Metabolically Competent Stem Cell Systems: Novel Means to Implement 3Rs in Better Drug Safety Assessment

Bringing novel drugs onto the market is a process that takes 10-15 years and consummates # 400,000,000. More than 10000 compounds enter the preclinical drug discovery and development pipeline of large pharmaceutical companies per annum. The task of these preclinical stages, which rely heavily on animal experimentation, is to predict desired and adverse effects in man. This importantly before investigational new drugs are given to humans in the clinical stages. Thus the life of many animals and of humans is decided in these pre-clinical stages. Animal-derived in vitro tests have been developed to meet commercial pressures and to implement the 3Rs. One of these tests, termed mouse embryonal stem cell toxicity test (mEST) is able to identify compounds that lead to fetal malformations and other toxicities. However, the mEST is only moderately reliable, thus hampering its acceptance by industry and simultaneously the implementation of the 3Rs. Here we will enhance the predictive power of this platform by its ?humanisation?. This will be achieved by employing human umbilical cord stems cells (not human embryonal stem cells) and at the same time by introducing human drug metabolism into these systems. It is anticipated that these novel platforms will reduce the number of animal experimentation, while at the same time improving drug safety.

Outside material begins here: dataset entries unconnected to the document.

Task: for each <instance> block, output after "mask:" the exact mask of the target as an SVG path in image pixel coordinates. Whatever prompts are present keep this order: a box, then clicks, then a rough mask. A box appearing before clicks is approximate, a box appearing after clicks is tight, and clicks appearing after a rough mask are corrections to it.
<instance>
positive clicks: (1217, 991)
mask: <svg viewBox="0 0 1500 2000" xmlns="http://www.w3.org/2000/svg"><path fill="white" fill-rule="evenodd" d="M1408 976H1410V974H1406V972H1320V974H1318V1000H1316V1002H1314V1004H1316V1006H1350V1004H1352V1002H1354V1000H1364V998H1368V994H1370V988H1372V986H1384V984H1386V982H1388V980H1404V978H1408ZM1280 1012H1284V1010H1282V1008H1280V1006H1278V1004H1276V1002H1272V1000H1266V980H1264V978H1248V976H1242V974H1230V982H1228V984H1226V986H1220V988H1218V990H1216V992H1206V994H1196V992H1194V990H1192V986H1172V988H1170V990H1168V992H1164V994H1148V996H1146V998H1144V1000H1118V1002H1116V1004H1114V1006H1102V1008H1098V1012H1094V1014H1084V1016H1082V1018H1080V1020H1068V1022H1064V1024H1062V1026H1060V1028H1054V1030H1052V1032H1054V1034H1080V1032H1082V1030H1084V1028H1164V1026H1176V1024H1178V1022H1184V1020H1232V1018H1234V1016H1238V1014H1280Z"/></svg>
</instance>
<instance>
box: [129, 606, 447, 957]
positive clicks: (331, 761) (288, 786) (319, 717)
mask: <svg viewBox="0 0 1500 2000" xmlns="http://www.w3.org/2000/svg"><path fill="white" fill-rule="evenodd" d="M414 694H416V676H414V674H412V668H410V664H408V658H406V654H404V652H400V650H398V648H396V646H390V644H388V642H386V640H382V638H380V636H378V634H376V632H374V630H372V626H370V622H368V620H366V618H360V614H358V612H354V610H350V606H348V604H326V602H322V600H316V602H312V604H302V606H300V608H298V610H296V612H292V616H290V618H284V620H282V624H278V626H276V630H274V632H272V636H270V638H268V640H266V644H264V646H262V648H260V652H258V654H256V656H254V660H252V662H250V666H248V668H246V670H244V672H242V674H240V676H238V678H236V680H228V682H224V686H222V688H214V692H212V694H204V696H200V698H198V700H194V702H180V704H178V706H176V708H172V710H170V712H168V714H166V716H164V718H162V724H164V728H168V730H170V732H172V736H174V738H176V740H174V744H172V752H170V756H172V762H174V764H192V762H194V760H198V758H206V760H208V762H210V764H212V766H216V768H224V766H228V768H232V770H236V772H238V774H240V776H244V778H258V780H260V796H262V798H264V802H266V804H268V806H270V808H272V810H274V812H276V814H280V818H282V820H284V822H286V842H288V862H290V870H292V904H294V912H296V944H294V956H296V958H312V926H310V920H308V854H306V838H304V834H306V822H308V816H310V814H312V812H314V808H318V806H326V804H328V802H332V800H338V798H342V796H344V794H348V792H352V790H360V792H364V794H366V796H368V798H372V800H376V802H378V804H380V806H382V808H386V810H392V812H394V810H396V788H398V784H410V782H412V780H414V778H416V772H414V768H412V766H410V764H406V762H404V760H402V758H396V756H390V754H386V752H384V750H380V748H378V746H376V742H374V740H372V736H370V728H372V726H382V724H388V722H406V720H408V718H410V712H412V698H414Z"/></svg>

Drug discovery and development consummates # 400,000,000 per approved drug. 90% of potential drugs that enter the clinical stages of development fail. This is frequently due to inaccurate predictions made in the preclinical stages of development, which employ many animals or animal-based in vitro systems. Important predictions on drug safety are being made, employing embryotoxicity/teratogenicity tests in animals. In vitro platforms have been developed to reduce and replace the number of animals employed in these chronic embryotoxicity tests. However, while predicting the adverse effects of strong teratogens with high accuracy, these platforms frequently fail to identify weak to moderate teratogens. This failure is due to reliance on rodent endpoints for teratogenicity and also because of absence of appropriate human drug metabolism, frequently a prerequisite for teratogenicity. The proposed research is designed to alleviate these severe obstacles, which hamper acceptance of these valuable systems by regulators and industry. Consequently the implementation of 3R principles is also prevented. We propose to overcome this obstacle by incorporating human drug metabolism into the mouse EST test, thus creating the human mmmEST platform. In parallel we will develop a second platform that makes use of commercially available pluripotent human umbilical cord stem cells (hUCSC) supplemented with and without hepatic drug metabolising enzymes. hUCSC have the valuable property to differentiate into different tissue lineages (cardiac, neuronal and bone) in presence of commercially available media. This feature enhances the predictive power of this entirely human-based platform further. It is anticipated that the improved platforms resulting from the proposed research will greatly reduce the number of animals (by at least 10,000) employed in chronic embryotoxicity/teratogenicity tests in the EU per annum. It is hoped that these powerful approaches will counteract the demand for more animal experimentation, due to increased commercial pressures and due to the implementation of the REACH initiative.